Langerhans cell histiocytosis (LCH) with single-system (SS) multifocal bone (MFB) lesions is rarely fatal, but patients may experience relapses and develop LCH-associated sequelae. To evaluate effect on outcomes of pediatric multifocal LCH, we tested a treatment protocol modified from the Japan Langerhans Cell Histiocytosis Study Group (JLSG)-96 study. We assessed the outcomes of all consecutive newly diagnosed pediatric patients with LCH with SS-MFB lesions who were treated with JLSG-02 protocol in 2002-2009. JLSG-02 was modified from JLSG-96 as follows: increased prednisolone dosage at the induction phase and extension of maintenance therapy duration from 24 to 48 weeks. In total, 82 patients with a median follow-up duration of 8.0 years were eligible for analysis. At 6 weeks, 92.7% responded to induction; however, 27.6% of responders experienced relapses. In total, 4.8% developed central nervous system-related sequelae, including central diabetes insipidus and neurodegeneration, which were associated with relapse. None of the patients died. The 5-year event-free survival rates were not different between JLSG-02 and -96 cohort (66.7 vs. 65.1%; p = 0.697). Modification of previous treatment protocol did not contribute to improvement of outcomes in LCH with SS-MFB lesions.

Treatment of Langerhans cell histiocytosis with a modified risk-adapted protocol-experience from a tertiary cancer institute in India.

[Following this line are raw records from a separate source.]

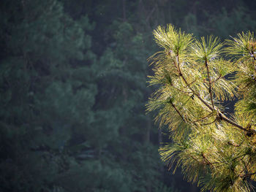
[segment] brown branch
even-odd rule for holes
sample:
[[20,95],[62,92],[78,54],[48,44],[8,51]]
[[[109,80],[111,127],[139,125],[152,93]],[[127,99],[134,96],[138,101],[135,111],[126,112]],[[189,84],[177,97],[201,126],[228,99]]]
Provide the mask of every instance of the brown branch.
[[222,75],[219,75],[218,78],[217,78],[215,80],[211,82],[211,85],[215,83],[217,80],[219,80],[220,78],[223,77]]
[[170,101],[170,104],[173,107],[174,110],[176,111],[176,112],[178,114],[178,115],[181,118],[181,119],[187,123],[187,121],[185,120],[185,119],[183,118],[183,116],[181,115],[181,113],[178,110],[177,107],[175,106],[175,104]]
[[[177,61],[177,64],[175,63],[175,65],[177,67],[177,69],[178,69],[178,74],[180,75],[180,77],[182,78],[182,80],[184,81],[184,82],[187,84],[187,85],[188,86],[188,88],[191,90],[192,92],[193,92],[194,95],[196,96],[197,97],[197,99],[202,101],[202,103],[203,103],[211,111],[214,111],[215,109],[211,107],[210,104],[208,104],[206,101],[204,101],[198,93],[195,93],[195,91],[190,87],[189,84],[187,82],[187,80],[185,79],[185,77],[184,77],[182,72],[181,72],[181,70],[180,69],[180,66],[179,66],[179,61],[178,61],[178,54],[177,54],[177,56],[176,56],[176,61]],[[219,112],[218,109],[217,109],[217,111],[218,111],[218,115],[219,115],[219,120],[223,120],[224,121],[241,129],[241,130],[244,130],[246,132],[249,132],[249,131],[252,131],[253,133],[256,134],[256,131],[255,130],[247,130],[245,128],[244,128],[243,126],[240,126],[239,124],[232,121],[231,120],[230,120],[229,118],[227,118],[227,117],[225,116],[224,114],[222,114],[221,112]]]
[[200,125],[202,125],[202,126],[208,126],[208,125],[211,125],[211,124],[212,124],[212,123],[214,123],[215,121],[217,121],[217,118],[215,118],[214,119],[214,120],[213,120],[212,122],[211,122],[211,123],[203,123],[203,124],[200,124]]
[[211,115],[213,115],[213,114],[214,114],[214,112],[212,112],[208,114],[206,116],[204,116],[203,118],[200,118],[200,119],[197,119],[197,120],[195,120],[194,122],[195,123],[195,122],[202,120],[203,120],[203,119],[205,119],[205,118],[207,118],[210,117],[210,116],[211,116]]
[[207,60],[206,60],[206,66],[207,69],[207,75],[208,75],[208,83],[209,83],[209,93],[210,93],[210,96],[211,96],[211,105],[212,107],[214,109],[214,99],[213,99],[213,96],[212,96],[212,91],[211,91],[211,79],[210,79],[210,72],[209,72],[209,67],[208,66],[208,63],[207,63]]

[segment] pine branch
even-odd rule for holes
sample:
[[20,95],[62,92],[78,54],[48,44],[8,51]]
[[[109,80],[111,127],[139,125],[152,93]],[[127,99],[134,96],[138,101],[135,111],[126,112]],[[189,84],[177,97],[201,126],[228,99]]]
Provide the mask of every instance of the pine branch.
[[208,63],[207,63],[207,59],[206,59],[206,66],[207,69],[207,75],[208,75],[208,83],[209,83],[209,93],[210,93],[210,97],[211,97],[211,104],[212,104],[212,107],[214,108],[214,110],[215,109],[214,107],[214,99],[213,99],[213,96],[212,96],[212,93],[211,93],[211,78],[210,78],[210,72],[209,72],[209,68],[208,66]]

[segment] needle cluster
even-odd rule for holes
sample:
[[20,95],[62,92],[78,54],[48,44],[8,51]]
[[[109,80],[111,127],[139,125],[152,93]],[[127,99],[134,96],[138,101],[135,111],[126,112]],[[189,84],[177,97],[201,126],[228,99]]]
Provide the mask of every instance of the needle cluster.
[[[162,48],[149,58],[158,85],[147,104],[170,130],[162,161],[202,191],[251,191],[256,180],[256,41],[249,31],[220,42],[172,25],[154,31]],[[223,102],[238,98],[235,112]]]

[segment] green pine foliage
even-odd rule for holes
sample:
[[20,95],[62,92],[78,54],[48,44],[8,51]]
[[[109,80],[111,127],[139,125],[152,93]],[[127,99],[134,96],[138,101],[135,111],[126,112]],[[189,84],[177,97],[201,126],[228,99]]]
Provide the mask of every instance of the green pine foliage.
[[[195,39],[172,25],[154,31],[163,48],[150,58],[159,85],[147,104],[173,142],[162,160],[202,191],[250,191],[256,177],[256,42],[249,31],[225,43]],[[224,101],[238,97],[235,113]]]

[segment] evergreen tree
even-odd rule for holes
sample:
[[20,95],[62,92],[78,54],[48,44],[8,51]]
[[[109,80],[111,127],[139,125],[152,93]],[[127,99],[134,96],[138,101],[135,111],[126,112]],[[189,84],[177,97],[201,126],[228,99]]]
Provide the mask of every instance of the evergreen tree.
[[[171,25],[154,34],[163,50],[150,58],[149,82],[159,88],[148,110],[158,110],[156,119],[173,139],[159,148],[162,159],[174,172],[181,166],[202,191],[250,191],[256,174],[254,34],[225,44],[213,36],[195,39]],[[223,101],[236,96],[235,113],[227,114]]]

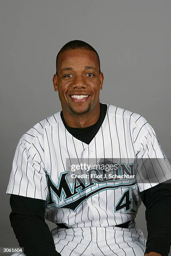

BACKGROUND: Involvement of risk-organs (RO+) in Langerhans cell histiocytosis (LCH) and inadequate early response identifies patients at high risk for relapse and mortality requiring intensive salvage therapy including stem cell transplant, adding cost and toxicity. To mitigate this, we used a standard induction, augmented with metronomic etoposide, and prolonged maintenance-similarly augmented for RO+, and retrospectively analyzed its impact. PROCEDURE: LCH patients from 2009 through 2014 were included. Patients received standard vinblastine and prednisolone therapy weekly till week 25 for RO+. Single site (SS) and multisystem (MS) without risk organ involvement (RO-) received 3-weekly pulses from week 13 till week 25. Maintenance was 3-weekly vinblastine and 5-day prednisolone pulses, daily 6-mercaptopurine (60 mg/m2 ) and weekly methotrexate (15 mg/m2 ) for 18 and 9 months for RO+ and MSRO-, respectively. RO+ also received oral etoposide (50 mg/m2 ) for 21 of every 28-day cycle for the first year. RESULTS: Fifty consecutive patients were analyzed. Median age was 36 months (4-189 months). SS, MSRO-, and RO+ were 29 (58%), 12 (24%), and nine (18%), respectively. Four were lost to follow-up and excluded from further evaluation. On response evaluation at week 6, 24 (52%) had no active disease (NAD), 17 (37%) had AD-better (where AD is active disease), and one (2%) had AD-worse. In RO+, eight (66.6%) had AD-better and three (25%) had NAD. Forty-five patients had NAD by week 12. Three patients relapsed. With median follow-up of 39 months (8-84), 5-year event free survival was 85.6% (RO- and SS), and 100% for RO+. One patient's death in remission from unrelated causes resulted in overall survival of 97%. CONCLUSIONS: RO+LCH receiving oral etoposide augmented induction and maintenance had early and durable responses. Prolonging maintenance lowered reactivation rates in RO+ and RO-LCH, resulting in excellent survival.